You forget the big technical issue: many web extension API features that are needed to port old Firefox extensions do not exist yet (e.g. filesystem access) or are conservatively crippled (e.g. adding buttons, menu items, other GUI elements).
Your 2-3 months of frantic effort will start not immediately but in a vague future when the Firefox team feels like improving the web extension API. It is fairly obvious from API documentation and bug discussion threads that they only care for feature parity with Chrome web extensions, not with old Firefox extensions.
The transition could have been managed gradually, by piece by piece replacement of the old extension API with the new web extension API (made available to old style extensions). Extension developers would have made the small changes needed to port from a deprecated old API to a new API that does the same thing, up to the final step of reorganizing without significant code changes the old extension, now relying exclusively on web extension APIs, into a web extension. Abandoned extensions would have fallen by the wayside very fast, deficient APIs would have been fixed before actual usage, and Firefox would have moved forward without betraying users.
You're pretty much describing what Firefox has been doing for the past few years.
At some point, however, the rest of the world keeps moving and, no matter how painful for everyone involved, it becomes unfeasible to wait for all add-ons to be ported (or even portable).
"Betraying users"? 52 ESR isn't going anywhere, and I hope you'll forgive me for finding it a strain upon credulity to imagine that any regularly active HN participant could fail to observe even one of the many front-page articles over the past year which have talked about Firefox 57's breaking changes. If it means that much to you, stay on 52 for a year or two, until the extension API and ecosystem have had some time to catch up and stabilize. In the meantime, slinging heated rhetoric on the subject helps nothing and no one.
It isn't a matter of "failing to observe": without the necessary API, extensions cannot be ported. I personally looked into rewriting the extensions I needed a couple of years ago, I figured out it was impossible and I gave up.
Some very important extensions have fortunately been able to pressure Firefox into supporting them, but the typical Firefox user who depends on some niche extensions has no clout.
Such is life. I'd rather have Firefox survive and continue to compete effectively than go chasing after perfect compatibility with those extensions I've also temporarily lost the ability to use until the necessary APIs land.

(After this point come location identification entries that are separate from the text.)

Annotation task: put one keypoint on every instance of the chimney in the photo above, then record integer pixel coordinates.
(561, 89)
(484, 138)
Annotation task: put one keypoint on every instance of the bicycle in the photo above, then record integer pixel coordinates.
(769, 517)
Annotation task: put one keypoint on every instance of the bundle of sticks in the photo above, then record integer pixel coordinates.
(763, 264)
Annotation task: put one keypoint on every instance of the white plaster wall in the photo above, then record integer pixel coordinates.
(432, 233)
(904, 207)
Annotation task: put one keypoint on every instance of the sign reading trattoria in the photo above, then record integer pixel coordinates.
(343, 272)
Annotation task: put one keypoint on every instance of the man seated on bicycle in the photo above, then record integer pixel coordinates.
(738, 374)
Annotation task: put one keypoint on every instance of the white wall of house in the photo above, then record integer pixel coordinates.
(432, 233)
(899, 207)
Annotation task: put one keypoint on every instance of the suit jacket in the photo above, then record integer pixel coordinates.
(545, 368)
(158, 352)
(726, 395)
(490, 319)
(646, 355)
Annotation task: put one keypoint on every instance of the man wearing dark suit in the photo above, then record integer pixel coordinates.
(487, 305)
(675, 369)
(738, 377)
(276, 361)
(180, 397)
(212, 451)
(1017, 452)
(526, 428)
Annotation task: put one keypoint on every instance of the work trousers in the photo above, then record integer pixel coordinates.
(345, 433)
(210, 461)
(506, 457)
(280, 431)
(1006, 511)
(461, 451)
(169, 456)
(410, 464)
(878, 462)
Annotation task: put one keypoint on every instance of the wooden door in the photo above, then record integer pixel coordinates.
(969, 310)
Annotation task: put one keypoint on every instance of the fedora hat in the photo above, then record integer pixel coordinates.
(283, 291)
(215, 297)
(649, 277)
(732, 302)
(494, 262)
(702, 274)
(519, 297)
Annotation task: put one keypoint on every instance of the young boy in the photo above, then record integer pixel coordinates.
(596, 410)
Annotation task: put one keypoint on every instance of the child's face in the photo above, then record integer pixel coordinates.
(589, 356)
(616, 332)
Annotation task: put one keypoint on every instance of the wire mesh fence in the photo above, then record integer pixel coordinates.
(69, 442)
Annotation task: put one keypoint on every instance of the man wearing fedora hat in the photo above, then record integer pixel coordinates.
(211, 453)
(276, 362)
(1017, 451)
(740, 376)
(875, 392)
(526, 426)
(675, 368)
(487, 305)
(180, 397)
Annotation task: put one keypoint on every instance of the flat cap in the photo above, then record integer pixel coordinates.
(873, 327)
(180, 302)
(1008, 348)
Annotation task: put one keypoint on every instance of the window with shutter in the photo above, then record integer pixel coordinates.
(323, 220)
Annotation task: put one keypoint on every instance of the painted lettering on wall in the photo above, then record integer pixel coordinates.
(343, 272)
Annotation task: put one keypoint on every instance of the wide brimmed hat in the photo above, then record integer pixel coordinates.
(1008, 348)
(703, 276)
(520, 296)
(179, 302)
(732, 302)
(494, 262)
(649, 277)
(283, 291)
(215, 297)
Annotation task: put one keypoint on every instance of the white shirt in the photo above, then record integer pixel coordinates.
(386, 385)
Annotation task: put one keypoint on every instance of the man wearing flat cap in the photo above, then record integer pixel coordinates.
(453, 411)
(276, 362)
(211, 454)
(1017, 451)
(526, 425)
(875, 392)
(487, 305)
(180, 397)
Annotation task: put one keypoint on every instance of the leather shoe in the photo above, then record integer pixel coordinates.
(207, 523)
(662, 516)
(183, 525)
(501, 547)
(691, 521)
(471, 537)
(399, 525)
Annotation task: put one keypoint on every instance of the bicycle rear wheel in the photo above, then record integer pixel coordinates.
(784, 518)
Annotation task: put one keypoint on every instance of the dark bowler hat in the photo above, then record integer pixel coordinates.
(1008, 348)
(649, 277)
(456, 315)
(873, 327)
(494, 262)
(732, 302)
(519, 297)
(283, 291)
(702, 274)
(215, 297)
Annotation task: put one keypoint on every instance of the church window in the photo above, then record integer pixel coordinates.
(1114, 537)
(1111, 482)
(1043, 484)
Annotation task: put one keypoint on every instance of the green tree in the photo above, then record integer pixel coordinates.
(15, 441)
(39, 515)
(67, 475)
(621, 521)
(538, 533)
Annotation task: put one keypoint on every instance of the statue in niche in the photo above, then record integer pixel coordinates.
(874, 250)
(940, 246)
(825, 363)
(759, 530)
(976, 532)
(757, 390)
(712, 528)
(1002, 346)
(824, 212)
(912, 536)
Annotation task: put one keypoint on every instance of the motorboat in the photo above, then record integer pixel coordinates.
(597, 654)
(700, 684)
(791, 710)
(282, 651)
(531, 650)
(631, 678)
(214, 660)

If Mozilla could have done both, Mozilla would have done both. They could not. I get that that's super frustrating. I'm not happy about it myself, because the change broke my workflow a little as well - until I engineered my way past that, because I'm a grown-ass adult and I solve my problems, or learn to cope, instead of whining about them - and also because I put myself on the hook for a Firemacs reimplementation that can't land for probably another year at best. That's annoying. I get it.
But slinging vitriol on the subject obtains nothing and aids nobody. It makes the people who do it look like jackasses, it makes the people who do the actual work feel like they can't win and may as well not try, and it makes everyone else embarrassed both on the behalf of the whiners and for their own sake in being associated, however loosely, with a community so full of Tumblr-grade drama. It's embarrassing and stupid and pointless and counterproductive and I wish people would stop. There are better ways to spend the same effort - like, for example, contributing patches to the webex implementation. Hard work, I know, and whining is easy. But that doesn't really play in favor of the whining, either.
(Yeah, I get that you're not really a major example of what I'm complaining about. You just happened to be right here when I lost my patience. All the same, though.)
The transition could have been managed gradually, by piece by piece replacement of the old extension API with the new web extension API (made available to old style extensions). Extension developers would have made the small changes needed to port from a deprecated old API to a new API that does the same thing, up to the final step of reorganizing without significant code changes the old extension, now relying exclusively on web extension APIs, into a web extension. Abandoned extensions would have fallen by the wayside very fast, deficient APIs would have been fixed before actual usage, and Firefox would have moved forward without betraying users.